Software development discussion site Stack Overflow has started offering quarterly snapshots of its question-and-answer database through Google’s BigQuery.
Stack Exchange, parent company for Stack Overflow and its sister sites, has previously made its data available to researchers throught its online data explorer. But now researchers with a Google Cloud Platform account can plug directly into the data set using Google’s data exploration tools, which have fewer limitations than Stack Overflow’s.
If you have a Google Cloud account, you can log in and begin exploring the data directly from a SQL-style web interface. Results from queries can be exported to CSV or JSON, saved to other tables in Google BigQuery, or exported to Google Sheets. BigQuery also comes with a REST API, so it can be used with third-party visualization tools or software stacks.
Stack Overflow’s question-and-answer format is popular with developers seeking quick solutions to common problems.
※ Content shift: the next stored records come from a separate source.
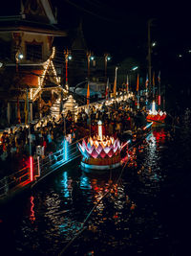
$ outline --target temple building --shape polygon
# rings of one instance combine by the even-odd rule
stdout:
[[[56,9],[50,0],[5,3],[0,11],[1,128],[32,121],[60,97],[60,77],[53,64]]]

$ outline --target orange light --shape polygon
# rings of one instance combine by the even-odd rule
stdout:
[[[33,158],[30,156],[30,179],[33,181]]]

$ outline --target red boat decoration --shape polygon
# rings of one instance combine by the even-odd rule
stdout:
[[[78,149],[83,156],[83,169],[110,170],[121,164],[119,140],[102,135],[102,123],[98,122],[98,134],[78,143]]]
[[[152,109],[149,110],[149,113],[146,117],[148,122],[154,122],[153,126],[162,125],[165,122],[166,112],[161,110],[156,110],[155,102],[152,103]]]

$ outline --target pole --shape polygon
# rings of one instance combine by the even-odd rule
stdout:
[[[151,23],[152,19],[148,21],[148,75],[149,75],[149,96],[151,95]]]
[[[90,57],[91,57],[91,53],[88,52],[87,53],[87,58],[88,58],[88,81],[90,80]]]

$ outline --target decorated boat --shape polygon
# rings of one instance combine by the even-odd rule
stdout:
[[[156,110],[156,103],[153,101],[152,108],[146,117],[148,122],[153,122],[153,127],[162,126],[165,123],[166,112]]]
[[[78,149],[82,154],[81,167],[83,170],[111,170],[121,165],[119,140],[113,136],[102,134],[102,123],[98,122],[98,134],[83,139],[78,143]]]

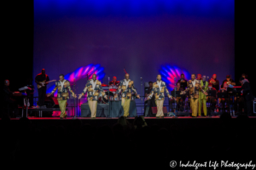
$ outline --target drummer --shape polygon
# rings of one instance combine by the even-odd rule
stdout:
[[[119,88],[120,82],[116,81],[116,76],[113,76],[113,81],[109,82],[109,85],[117,86]]]

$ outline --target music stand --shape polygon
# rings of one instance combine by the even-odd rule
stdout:
[[[207,92],[208,94],[208,99],[209,99],[209,103],[210,103],[210,109],[208,109],[208,116],[211,116],[211,96],[215,96],[216,97],[216,90],[209,90]]]
[[[175,89],[176,88],[174,88],[174,90],[172,90],[172,92],[171,92],[171,94],[172,94],[172,96],[174,96],[174,105],[176,104],[176,98],[177,97],[181,97],[181,94],[180,94],[180,93],[181,93],[181,91],[175,91]],[[174,112],[177,112],[177,108],[176,108],[176,106],[177,105],[177,105],[175,105],[175,111]]]

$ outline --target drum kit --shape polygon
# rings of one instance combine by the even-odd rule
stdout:
[[[108,103],[109,99],[110,100],[119,100],[119,97],[117,97],[116,99],[114,99],[114,95],[117,94],[117,90],[119,89],[119,87],[116,85],[108,85],[108,84],[102,84],[102,89],[105,91],[106,95],[108,95],[108,99],[106,99],[103,97],[100,97],[99,98],[99,103],[102,104],[107,104]],[[108,93],[108,88],[109,88],[109,93]]]

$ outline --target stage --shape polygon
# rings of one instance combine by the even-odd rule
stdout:
[[[63,126],[70,127],[73,125],[83,126],[85,124],[90,124],[92,127],[99,128],[103,125],[108,125],[112,127],[118,122],[119,117],[106,118],[106,117],[67,117],[66,119],[60,119],[60,117],[28,117],[31,124],[33,128],[40,128],[42,127],[49,126]],[[229,118],[224,117],[220,118],[219,116],[165,116],[164,118],[156,117],[144,117],[145,122],[148,126],[160,126],[170,129],[172,127],[176,127],[177,128],[207,128],[215,126],[220,126],[223,121],[229,121]],[[13,126],[17,126],[20,118],[11,118],[11,124]],[[126,118],[128,123],[133,124],[135,117]],[[237,122],[237,116],[231,116],[230,120],[231,123]],[[2,120],[0,119],[0,123]],[[249,116],[249,124],[256,124],[256,116]]]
Though it has a reputation for being insular and unwelcoming, it’s widely trafficked, and many of its highest-voted answers are widely circulated as great explainers. For example, a popular question about why processing a sorted array is faster than working with an unsorted one not only gives a detailed technical answer, but also serves as great explainer for the concept of branch prediction failure.
One possible application for Stack Overflow’s data, with or without BigQuery’s tool set, is sentiment analysis of topics and discussions taking place on Stack Overflow–in other words, getting broad hints about developers’ feelings about a technology.
If discussions about a language are paired with discussions about an IDE for that language, those threads could be parsed for details about what people are (or aren’t) doing most often with that pairing. Thus, you could figure out what developers might need but aren’t yet asking for.
Stack Overflow’s yearly surveys of its developers provide a similar snapshot of its audience’s mindsets: what languages are popular or how developers classify themselves. But such surveys are self-conscious and self-reporting, and they’re limited to the categories devised for them. Discussions on the site could provide more open-ended, direct, and detailed data about what developers like, hate, look for, and struggle with.
Note that this data set comes from Stack Overflow, and not from any of the other IT-related Stack Exchange sites, such as Server Fault (for IT admins) or Super User (for “computer enthusiasts and power users”). If these data sets go online through Google BigQuery as well, they could open up possibilities for even larger and more sophisticated analyses across multiple IT disciplines.